The average adult gets between two and four colds a year. That's a lot of coughing, congestion, headaches, and runny noses. Some of this suffering is unavoidable — there's no cure for a cold — but that doesn't stop everyone from swearing by one remedy or another: loads of vitamin C, hot tea, a hard run and a long sauna, zinc, a hefty pour of whiskey, a bowl of chicken soup. But what actually stops, prevents, or shortens colds? We talked to a number of experts and pored over the hard science (there are 65 serious studies on vitamin C alone) to get to the bottom of what really works.
First Sign of a Cold
When you feel a sore throat, a runny nose, or a cough coming on, immediately take zinc. This mineral is one of the most intensively studied and proven cold fighters. There's just one catch: You have to take it within the first 24 hours after symptoms start. Aim for 75 milligrams daily, or about six lozenges' worth over the course of a day, says Dr.
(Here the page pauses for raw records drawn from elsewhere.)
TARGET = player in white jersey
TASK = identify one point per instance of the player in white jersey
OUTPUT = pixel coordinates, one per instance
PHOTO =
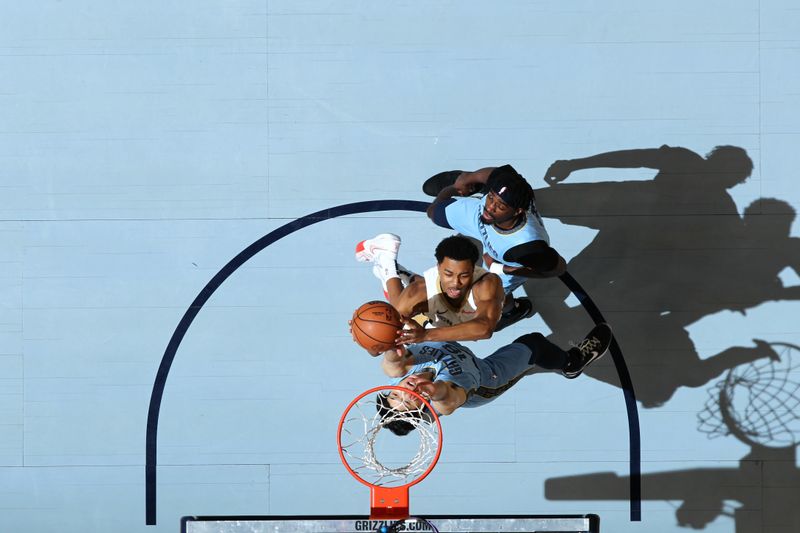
(459, 300)
(450, 376)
David Agus, a professor at the University of Southern California and author of 'A Short Guide to a Long Life.' Echinacea has shown promise in shortening the length of a cold, but because it is an herbal supplement, it's not strictly regulated and quality varies widely. Vitamin C, on the other hand, just doesn't work – or at least the evidence that it can prevent or slow a virus is very weak. Less effective are those fizzing citrus supplements: "Vitamin C degrades when it starts to evanesce," says Agus, so you won't get any benefits at all.